Читаем Роза Мира полностью

Буддийское созерцание, исключая, кажется, состояние «абхиджны» самого Гаутамы Будды, останавливается на Нирване, вернее, на мирах наивысшего аспекта буддийского Трансмифа, не стремясь осознать даже высших сфер Шаданакара. Чувство глубокой безнадёжности, неверия в возможность преображения миров и просветление Закона проникают эту религию насквозь. Это естественно для всех религий, возникших до воплощения Планетарного Логоса в Энрофе. Естественно также, что эта безнадёжность парализовала всякое стремление ко всемирному. Если можно здесь чему-нибудь удивляться, то скорее тому, что буддизм всё-таки нашёл в себе силы к разливу вширь, хотя, конечно, прозелитизм его духа давно отошёл в минувшее.
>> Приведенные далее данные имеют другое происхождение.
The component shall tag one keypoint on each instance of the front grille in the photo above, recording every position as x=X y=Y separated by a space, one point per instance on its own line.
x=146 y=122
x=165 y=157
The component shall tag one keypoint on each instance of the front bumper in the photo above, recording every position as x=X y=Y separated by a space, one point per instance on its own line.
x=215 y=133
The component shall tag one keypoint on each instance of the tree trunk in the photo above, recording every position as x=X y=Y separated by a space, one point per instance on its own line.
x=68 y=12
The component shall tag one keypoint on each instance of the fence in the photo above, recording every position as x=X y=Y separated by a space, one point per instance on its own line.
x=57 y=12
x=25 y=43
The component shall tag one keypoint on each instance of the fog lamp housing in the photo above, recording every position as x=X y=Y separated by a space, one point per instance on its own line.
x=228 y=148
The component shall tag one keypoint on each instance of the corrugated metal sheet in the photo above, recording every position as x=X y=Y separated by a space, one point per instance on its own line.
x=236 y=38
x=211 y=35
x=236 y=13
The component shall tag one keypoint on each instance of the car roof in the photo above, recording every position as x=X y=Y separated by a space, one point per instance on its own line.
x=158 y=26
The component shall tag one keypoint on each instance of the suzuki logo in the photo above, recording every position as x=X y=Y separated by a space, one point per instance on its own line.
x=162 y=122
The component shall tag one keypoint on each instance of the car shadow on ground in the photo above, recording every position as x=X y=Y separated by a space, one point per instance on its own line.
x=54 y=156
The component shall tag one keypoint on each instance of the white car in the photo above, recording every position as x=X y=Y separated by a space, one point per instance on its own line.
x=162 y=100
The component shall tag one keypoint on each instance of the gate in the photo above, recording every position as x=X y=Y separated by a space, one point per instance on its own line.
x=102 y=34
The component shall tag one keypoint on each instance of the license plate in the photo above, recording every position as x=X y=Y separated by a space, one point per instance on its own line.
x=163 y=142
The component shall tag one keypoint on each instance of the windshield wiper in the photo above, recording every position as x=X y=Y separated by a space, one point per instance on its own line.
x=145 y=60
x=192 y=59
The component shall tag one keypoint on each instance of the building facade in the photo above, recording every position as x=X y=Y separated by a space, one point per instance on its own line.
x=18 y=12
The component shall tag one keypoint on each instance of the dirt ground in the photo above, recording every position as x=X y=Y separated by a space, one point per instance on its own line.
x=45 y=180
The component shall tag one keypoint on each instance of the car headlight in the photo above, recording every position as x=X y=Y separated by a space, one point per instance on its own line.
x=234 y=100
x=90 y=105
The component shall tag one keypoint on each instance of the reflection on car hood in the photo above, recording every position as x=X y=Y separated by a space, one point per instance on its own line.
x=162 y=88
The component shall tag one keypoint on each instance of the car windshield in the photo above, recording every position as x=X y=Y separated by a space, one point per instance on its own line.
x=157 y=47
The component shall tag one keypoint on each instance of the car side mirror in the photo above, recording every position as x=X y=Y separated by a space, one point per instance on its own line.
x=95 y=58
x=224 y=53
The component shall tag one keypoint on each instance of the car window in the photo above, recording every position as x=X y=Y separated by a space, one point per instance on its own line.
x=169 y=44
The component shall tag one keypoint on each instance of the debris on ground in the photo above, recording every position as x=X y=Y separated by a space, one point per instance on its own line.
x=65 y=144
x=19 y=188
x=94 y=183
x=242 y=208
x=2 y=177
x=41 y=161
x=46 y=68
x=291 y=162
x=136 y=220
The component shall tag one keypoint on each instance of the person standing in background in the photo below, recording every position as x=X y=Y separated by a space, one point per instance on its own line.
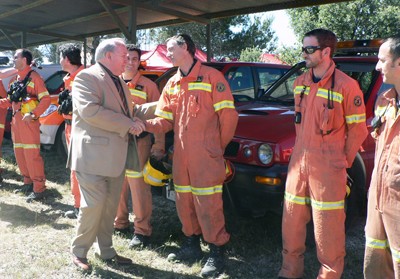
x=142 y=90
x=70 y=61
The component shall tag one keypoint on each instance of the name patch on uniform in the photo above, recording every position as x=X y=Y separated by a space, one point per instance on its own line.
x=357 y=101
x=139 y=87
x=220 y=87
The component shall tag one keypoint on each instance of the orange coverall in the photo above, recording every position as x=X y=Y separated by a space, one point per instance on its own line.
x=143 y=90
x=327 y=141
x=200 y=109
x=382 y=249
x=68 y=81
x=3 y=114
x=26 y=136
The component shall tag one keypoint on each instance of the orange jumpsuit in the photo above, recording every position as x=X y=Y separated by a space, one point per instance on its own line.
x=327 y=140
x=3 y=114
x=143 y=90
x=68 y=80
x=199 y=108
x=26 y=136
x=382 y=249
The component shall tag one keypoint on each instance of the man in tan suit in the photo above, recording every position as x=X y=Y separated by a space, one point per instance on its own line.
x=101 y=126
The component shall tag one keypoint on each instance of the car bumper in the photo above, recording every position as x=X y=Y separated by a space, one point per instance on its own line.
x=249 y=194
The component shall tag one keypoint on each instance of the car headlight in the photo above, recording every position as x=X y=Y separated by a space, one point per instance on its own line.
x=52 y=108
x=265 y=153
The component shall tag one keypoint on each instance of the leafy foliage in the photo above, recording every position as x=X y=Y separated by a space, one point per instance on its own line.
x=229 y=35
x=360 y=19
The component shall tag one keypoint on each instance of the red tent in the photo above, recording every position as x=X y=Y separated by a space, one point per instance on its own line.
x=156 y=59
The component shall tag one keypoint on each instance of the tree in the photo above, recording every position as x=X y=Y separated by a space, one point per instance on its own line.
x=251 y=54
x=361 y=19
x=229 y=35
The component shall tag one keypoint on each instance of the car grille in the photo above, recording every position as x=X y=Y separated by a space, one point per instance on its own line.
x=232 y=149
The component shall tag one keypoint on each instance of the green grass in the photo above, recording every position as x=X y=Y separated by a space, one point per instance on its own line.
x=35 y=237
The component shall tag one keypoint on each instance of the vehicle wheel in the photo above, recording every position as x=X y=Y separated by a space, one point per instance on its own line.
x=60 y=143
x=356 y=201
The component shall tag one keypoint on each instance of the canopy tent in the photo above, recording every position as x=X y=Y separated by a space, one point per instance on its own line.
x=156 y=59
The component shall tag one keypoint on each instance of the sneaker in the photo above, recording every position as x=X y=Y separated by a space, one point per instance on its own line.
x=189 y=251
x=215 y=263
x=139 y=241
x=72 y=214
x=25 y=189
x=35 y=196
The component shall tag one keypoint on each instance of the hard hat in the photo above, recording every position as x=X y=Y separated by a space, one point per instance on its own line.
x=229 y=171
x=156 y=172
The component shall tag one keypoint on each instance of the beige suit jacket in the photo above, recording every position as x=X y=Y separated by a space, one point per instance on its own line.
x=99 y=136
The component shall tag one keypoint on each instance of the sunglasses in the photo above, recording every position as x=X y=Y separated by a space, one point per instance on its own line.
x=310 y=49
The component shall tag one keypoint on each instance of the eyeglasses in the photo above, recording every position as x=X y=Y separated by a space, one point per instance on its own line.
x=310 y=49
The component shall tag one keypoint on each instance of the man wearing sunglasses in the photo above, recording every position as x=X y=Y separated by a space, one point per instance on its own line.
x=330 y=127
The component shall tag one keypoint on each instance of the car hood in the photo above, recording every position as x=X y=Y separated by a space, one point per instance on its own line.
x=266 y=123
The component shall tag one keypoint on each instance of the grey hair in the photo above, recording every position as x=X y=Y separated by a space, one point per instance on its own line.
x=105 y=46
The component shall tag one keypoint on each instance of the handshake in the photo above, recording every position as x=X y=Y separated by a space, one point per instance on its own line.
x=138 y=127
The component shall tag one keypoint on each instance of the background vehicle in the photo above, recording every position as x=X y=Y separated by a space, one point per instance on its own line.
x=265 y=136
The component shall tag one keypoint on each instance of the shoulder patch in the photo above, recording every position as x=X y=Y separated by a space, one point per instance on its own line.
x=220 y=87
x=357 y=101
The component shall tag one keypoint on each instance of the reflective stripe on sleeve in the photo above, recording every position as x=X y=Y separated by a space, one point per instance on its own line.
x=224 y=104
x=133 y=174
x=355 y=118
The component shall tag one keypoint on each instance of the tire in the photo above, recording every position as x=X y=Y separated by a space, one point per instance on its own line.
x=356 y=201
x=60 y=144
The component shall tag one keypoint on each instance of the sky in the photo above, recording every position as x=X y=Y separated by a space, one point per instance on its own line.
x=281 y=26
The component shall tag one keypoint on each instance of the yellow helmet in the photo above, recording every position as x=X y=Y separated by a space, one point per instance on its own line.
x=156 y=172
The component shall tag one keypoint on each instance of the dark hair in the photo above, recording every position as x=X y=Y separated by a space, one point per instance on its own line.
x=72 y=52
x=394 y=46
x=26 y=53
x=325 y=38
x=131 y=47
x=185 y=39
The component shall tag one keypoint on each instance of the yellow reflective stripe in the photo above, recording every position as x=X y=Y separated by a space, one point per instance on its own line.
x=320 y=205
x=224 y=104
x=395 y=255
x=298 y=89
x=376 y=243
x=174 y=89
x=182 y=189
x=199 y=86
x=42 y=94
x=133 y=174
x=138 y=93
x=296 y=199
x=335 y=96
x=198 y=191
x=26 y=146
x=164 y=114
x=355 y=118
x=379 y=110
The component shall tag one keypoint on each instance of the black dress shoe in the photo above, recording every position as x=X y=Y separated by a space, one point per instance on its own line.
x=82 y=264
x=25 y=189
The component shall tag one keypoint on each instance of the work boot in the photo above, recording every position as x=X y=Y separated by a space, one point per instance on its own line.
x=34 y=196
x=190 y=250
x=215 y=263
x=72 y=214
x=25 y=189
x=139 y=241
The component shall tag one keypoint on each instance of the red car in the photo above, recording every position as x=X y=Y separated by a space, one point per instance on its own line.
x=265 y=136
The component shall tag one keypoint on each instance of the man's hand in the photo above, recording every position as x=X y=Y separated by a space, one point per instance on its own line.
x=138 y=127
x=28 y=117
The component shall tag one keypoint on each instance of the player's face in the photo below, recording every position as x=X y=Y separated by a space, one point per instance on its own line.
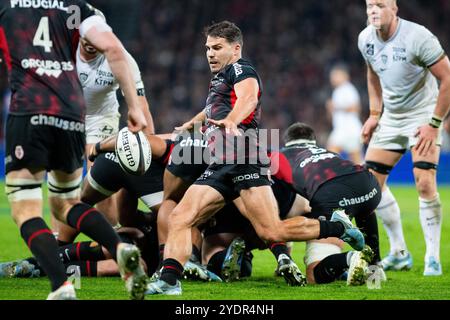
x=381 y=13
x=87 y=47
x=220 y=53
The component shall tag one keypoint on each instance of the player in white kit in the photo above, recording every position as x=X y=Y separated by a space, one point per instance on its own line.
x=102 y=113
x=404 y=62
x=345 y=107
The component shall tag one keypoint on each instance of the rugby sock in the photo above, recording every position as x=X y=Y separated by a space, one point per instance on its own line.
x=161 y=255
x=93 y=224
x=44 y=247
x=85 y=268
x=172 y=271
x=279 y=248
x=196 y=254
x=331 y=268
x=389 y=213
x=88 y=250
x=330 y=229
x=368 y=225
x=431 y=220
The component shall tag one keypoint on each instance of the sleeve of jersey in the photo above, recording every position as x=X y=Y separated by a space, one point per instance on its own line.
x=240 y=72
x=428 y=49
x=135 y=72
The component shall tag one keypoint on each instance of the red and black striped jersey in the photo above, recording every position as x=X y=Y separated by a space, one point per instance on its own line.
x=307 y=166
x=221 y=101
x=42 y=38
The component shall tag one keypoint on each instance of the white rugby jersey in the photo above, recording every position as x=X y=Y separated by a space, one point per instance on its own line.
x=343 y=97
x=402 y=64
x=100 y=85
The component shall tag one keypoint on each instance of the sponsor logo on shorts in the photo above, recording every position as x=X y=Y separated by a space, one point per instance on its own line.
x=358 y=200
x=127 y=149
x=19 y=153
x=66 y=125
x=246 y=177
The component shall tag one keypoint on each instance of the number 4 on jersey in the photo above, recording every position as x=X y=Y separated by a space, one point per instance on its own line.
x=42 y=36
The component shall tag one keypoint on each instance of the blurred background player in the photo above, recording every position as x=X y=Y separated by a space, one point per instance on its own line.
x=345 y=108
x=48 y=110
x=405 y=61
Что же касается индуизма, то та же самая причина выразилась в судьбах этой религии ещё и той исторической особенностью, что индуизму остался почти совершенно чужд какой бы то ни было прозелитизм.
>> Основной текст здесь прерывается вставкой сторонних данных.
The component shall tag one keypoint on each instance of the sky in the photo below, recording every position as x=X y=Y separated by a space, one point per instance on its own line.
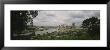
x=66 y=17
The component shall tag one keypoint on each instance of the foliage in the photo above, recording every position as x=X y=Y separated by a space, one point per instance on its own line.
x=19 y=20
x=91 y=25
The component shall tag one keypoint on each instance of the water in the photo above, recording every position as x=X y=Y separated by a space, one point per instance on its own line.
x=45 y=31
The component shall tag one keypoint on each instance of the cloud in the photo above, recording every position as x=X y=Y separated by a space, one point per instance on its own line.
x=58 y=17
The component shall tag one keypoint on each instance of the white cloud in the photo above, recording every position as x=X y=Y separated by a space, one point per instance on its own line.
x=57 y=17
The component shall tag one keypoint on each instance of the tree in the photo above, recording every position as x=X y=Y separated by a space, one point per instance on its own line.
x=19 y=20
x=91 y=25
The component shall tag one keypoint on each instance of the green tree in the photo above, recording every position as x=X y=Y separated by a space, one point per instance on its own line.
x=19 y=20
x=92 y=26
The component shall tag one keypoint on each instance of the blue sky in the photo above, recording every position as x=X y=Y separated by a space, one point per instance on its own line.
x=67 y=17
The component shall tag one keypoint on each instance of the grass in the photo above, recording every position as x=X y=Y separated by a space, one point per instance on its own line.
x=61 y=34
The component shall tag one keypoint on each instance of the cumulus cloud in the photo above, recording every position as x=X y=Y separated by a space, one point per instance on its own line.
x=59 y=17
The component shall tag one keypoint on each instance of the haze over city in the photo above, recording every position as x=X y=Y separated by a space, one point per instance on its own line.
x=67 y=17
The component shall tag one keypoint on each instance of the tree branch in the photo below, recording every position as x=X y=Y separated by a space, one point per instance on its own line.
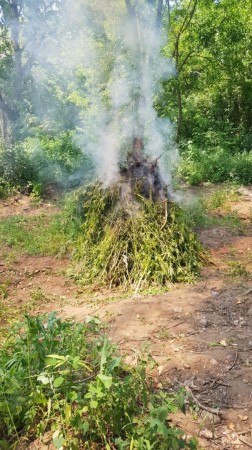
x=130 y=9
x=13 y=115
x=159 y=14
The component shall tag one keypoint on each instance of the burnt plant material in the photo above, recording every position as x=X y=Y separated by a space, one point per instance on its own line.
x=129 y=240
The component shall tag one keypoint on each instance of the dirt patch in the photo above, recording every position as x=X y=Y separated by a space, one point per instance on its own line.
x=28 y=206
x=198 y=335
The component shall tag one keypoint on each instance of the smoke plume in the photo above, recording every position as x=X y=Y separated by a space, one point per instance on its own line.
x=109 y=67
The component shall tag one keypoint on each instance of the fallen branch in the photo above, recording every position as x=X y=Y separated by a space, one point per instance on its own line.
x=245 y=431
x=248 y=292
x=236 y=356
x=166 y=215
x=213 y=411
x=245 y=442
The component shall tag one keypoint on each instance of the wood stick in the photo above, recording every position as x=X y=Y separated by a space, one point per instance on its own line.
x=245 y=442
x=213 y=411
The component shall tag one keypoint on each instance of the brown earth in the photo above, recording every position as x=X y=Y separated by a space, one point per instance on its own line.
x=199 y=335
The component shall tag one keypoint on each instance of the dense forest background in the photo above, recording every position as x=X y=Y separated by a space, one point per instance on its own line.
x=56 y=58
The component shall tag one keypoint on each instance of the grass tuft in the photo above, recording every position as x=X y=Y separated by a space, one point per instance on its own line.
x=128 y=240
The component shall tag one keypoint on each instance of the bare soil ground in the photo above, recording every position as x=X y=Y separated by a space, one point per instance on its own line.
x=200 y=335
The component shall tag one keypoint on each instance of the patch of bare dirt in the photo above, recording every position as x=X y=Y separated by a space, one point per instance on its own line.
x=199 y=335
x=24 y=205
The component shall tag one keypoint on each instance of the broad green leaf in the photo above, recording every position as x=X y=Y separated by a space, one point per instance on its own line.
x=44 y=379
x=106 y=380
x=58 y=381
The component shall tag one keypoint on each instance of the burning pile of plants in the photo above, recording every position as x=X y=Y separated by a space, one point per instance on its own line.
x=132 y=234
Напротив: сознанию российского сверхнарода христианский миф с самого начала сообщил предчувствие именно всемирной миссии — не миссии всемирного державного владычества, но миссии некоторой высшей правды, которую он должен возвестить и утвердить на земле на благо всем. Это обнаруживается в тоне киевских и московских летописей и в наивной, но бесспорной идеологии былин, осмыслявших своих богатырей как носителей и борцов за высшую духовную правду, светящую для всякого, кто готов ей себя открыть. Далее, самосознание это творит идеальные образы Святой Руси: не великой, не могучей, не прекрасной, а именно святой;[26] наконец, в идее Третьего Рима чувство это кристаллизуется уже совершенно явственно.

А что до замедленности развития, то кто обязывает нас рассматривать её только под каузальным углом зрения, а не под телеологическим? Разве невозможно, чтобы в масштабах всемирной метаистории было целесообразно, чтобы культура Российская выступила на мировую арену именно тогда, когда она выступила? Однако здесь мы прикасаемся к проблеме, о которой в настоящем месте говорить ещё преждевременно.

Глава 3

Эпоха первого уицраора

Итак, метаисторическим событием, лежавшим в основе того, что в истории называется возвышением Москвы и созданием национального государства, было рождение кароссой Дингрой от Яросвета демона великодержавной государственности и укрепление его демиургическими силами для борьбы с общим врагом.

Но в лице своего порождения и его преемников — двух, наследовавших первому, демонов великодержавия — Яросвет приобрёл как бы метаисторического соперника, которому тоже предстояло стремиться к планетарной цели, но в корне подменив её смысл.

Тройственность природы первого из рода Жругров делала сложным и трагическим его путь и путь его преемников, их метаисторическую судьбу и судьбу того, что они создавали в истории.

С течением веков, со сменою трёх поколений уицраоров, с расширением их кругозора и возрастанием мощи импульс мировой миссии начинает осознаваться ими самими в его подлинном объёме. Разумеется, той отчётливости, какой достигло это осознание у последнего из уицраоров, у первого из них не могло быть. И тем не менее уже к XVI веку идея мировой миссии, христианско-демиургическая по своей природе, но непрерывно искажаемая, становится высшей санкцией, которой первый демон российского великодержавия оправдывает самого себя и свои универсальные притязания. Это — идея Третьего Рима — амальгама православно-религиозной исключительности, уицраоровской национальной гордыни и свойственных ранним стадиям культуры исторических фантазмов с исходящим от демиурга предчувствием планетарных масштабов будущего и с высокою этическою мечтой, внушаемой Трансмифом христианства.

Но эйцехоре, заключённое в уицраорах, наполняет мало-помалу этот импульс иным содержанием, ставит перед ним иную, внешне сходную, но внутренне противоположную цель. Сущность эйцехоре состоит в непреодолимом для самого обладателя мучительном стремлении — всё поглотить в своём самостном Я. В пределе — он хочет быть во вселенной один, всю её поглотив в себе. Это стремление к идеальной тирании присуще любой демонической монаде, но уицраорам присуще не только это стремление, но и ясное его осознание. Уицраор — внеэтичен. Это не значит, что он обладает иными, нечеловеческими этическими представлениями; это значит, что он вообще лишён возможности созерцать мир под этическим углом.

Третий элемент уицраора, унаследованный им от Дингры, это — бесконтрольность и импульсивность, в той или иной степени свойственная всем стихиалям, но в Лилит и в кароссах доходящая до предела. Отсюда — сила его чувств, неимоверный их накал и, несмотря на всю хитрость Жругра, недостаточность контролирующего ума.